Farmer in the Sky by Robert A. Heinlein
I wasn’t so sure. I remembered those four hundred million miles of dirty dishes. I decided that, if the Captain said “Frog,” I’d hop.
If Captain Harkness was a monarch, he didn’t seem anxious to rule; the first thing he had us do was to hold an election and set up a ship’s council. After that we hardly laid eyes on him.
Everybody over eighteen could vote. The rest of us got to vote, too; we were told to set up a junior council—not that it was ever good for anything.

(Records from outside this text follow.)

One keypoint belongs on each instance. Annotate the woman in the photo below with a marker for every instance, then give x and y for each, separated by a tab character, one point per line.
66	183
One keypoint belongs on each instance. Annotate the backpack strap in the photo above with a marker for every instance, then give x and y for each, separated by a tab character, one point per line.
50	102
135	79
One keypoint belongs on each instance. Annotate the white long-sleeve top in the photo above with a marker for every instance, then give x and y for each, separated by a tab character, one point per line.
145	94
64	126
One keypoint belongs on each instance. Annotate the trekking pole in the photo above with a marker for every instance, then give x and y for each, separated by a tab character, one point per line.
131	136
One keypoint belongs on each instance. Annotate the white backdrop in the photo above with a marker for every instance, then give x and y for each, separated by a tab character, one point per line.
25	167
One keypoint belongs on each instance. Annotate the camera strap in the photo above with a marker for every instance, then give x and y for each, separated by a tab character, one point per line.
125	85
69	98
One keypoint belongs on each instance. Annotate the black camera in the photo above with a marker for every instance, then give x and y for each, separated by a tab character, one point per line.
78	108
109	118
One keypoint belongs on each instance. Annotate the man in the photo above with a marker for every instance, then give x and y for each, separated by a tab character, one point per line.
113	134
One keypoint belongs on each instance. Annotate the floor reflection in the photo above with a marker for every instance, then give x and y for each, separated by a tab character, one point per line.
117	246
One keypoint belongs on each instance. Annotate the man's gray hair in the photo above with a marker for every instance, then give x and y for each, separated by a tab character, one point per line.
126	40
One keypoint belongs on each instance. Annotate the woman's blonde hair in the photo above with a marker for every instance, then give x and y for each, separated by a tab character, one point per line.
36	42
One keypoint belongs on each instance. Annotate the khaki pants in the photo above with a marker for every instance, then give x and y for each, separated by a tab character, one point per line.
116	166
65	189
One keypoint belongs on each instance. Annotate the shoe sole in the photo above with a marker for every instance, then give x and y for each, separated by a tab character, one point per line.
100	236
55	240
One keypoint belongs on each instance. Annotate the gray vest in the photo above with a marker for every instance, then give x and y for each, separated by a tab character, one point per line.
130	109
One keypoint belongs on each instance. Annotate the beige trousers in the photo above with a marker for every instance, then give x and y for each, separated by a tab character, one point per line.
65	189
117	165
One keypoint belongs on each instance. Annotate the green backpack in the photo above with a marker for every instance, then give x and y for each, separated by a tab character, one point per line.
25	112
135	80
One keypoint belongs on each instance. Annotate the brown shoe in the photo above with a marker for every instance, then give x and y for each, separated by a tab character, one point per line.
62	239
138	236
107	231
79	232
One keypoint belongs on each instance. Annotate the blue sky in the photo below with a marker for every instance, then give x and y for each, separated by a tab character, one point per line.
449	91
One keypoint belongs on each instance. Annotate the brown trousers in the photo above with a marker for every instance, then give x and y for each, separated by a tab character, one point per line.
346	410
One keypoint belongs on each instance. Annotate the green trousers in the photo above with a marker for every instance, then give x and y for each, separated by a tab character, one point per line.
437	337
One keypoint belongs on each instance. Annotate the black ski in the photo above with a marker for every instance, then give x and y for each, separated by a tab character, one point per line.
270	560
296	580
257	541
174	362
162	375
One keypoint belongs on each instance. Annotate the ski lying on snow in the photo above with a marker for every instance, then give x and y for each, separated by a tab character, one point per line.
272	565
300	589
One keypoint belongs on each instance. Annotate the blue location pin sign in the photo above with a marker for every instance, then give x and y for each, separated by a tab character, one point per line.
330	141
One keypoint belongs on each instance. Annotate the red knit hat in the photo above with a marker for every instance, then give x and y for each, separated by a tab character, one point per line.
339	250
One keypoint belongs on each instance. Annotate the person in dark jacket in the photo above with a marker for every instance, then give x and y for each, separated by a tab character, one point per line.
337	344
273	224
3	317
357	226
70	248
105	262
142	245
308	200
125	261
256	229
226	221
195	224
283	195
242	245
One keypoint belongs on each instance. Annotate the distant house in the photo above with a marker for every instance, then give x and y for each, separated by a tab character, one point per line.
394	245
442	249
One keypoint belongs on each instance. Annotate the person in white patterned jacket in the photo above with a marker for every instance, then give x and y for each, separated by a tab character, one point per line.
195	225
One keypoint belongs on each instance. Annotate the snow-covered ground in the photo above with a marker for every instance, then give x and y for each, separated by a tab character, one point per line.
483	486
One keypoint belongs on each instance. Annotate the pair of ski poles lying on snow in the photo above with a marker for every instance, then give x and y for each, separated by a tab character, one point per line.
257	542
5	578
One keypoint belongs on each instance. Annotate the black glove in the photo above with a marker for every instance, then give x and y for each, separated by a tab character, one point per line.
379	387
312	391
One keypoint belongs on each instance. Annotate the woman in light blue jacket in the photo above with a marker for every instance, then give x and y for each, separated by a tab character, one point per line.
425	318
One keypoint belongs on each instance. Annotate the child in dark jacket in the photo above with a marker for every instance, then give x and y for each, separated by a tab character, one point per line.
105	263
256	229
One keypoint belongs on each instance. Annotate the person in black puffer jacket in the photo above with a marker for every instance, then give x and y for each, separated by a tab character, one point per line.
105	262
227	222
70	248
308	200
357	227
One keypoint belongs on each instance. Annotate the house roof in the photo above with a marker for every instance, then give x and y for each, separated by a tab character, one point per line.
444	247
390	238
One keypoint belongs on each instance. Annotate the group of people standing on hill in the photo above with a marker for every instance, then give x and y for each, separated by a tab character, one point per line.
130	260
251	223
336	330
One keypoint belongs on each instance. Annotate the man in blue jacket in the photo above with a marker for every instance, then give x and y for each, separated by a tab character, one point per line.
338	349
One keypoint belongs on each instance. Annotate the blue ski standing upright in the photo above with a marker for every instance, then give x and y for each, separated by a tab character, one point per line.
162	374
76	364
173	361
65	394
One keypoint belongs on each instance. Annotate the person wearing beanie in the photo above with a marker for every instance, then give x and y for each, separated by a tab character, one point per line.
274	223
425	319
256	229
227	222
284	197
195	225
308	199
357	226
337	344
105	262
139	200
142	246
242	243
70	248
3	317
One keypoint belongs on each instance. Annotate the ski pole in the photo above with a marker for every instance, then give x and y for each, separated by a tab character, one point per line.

But the senior council, the real council, ran the ship from then on. It even acted as a court and the Captain never handed out punishments again. Dad told me that the Captain reviewed everything that the council did, that he had to, to make it legal—but I never heard of him overruling their decisions.
And you know what the first thing was that that council did—after setting up meal hours and simple things like that? They decided we had to go to school!
The junior council promptly held a meeting and passed a resolution against it, but it didn’t mean anything. We had school, just the same.
Peggy was on the junior council. I asked her why she didn’t resign if she wasn’t going to do anything. I was just teasing—as a matter of fact she put up quite a battle for us.
School wasn’t so bad, though. There is very little to do in space and when you’ve seen one star you’ve seen ’em all. And the first thing we had in school was a tour of the ship, which was all right.
We went in groups of twenty and it took all day—“day” by ship’s time, I mean. The Mayflower was shaped like a ball with a cone on one side—top shaped. The point of the cone was her jet—although Chief Engineer Ortega, who showed us around, called it her “torch.”
If you count the torch end as her stern, then the round end, her bow, was where the control room was located; around it were the Captain’s cabin and the staterooms of the officers. The torch and the whole power plant space were cut off from the rest of the ship by a radiation shield that ran right through the ship. From the shield forward to the control room was a big cargo space. It was a cylinder more than a hundred feet in diameter and was split up into holds. We were carrying all sorts of things out to the colony—earth moving machinery, concentrated soil cultures, instruments, I don’t know what all.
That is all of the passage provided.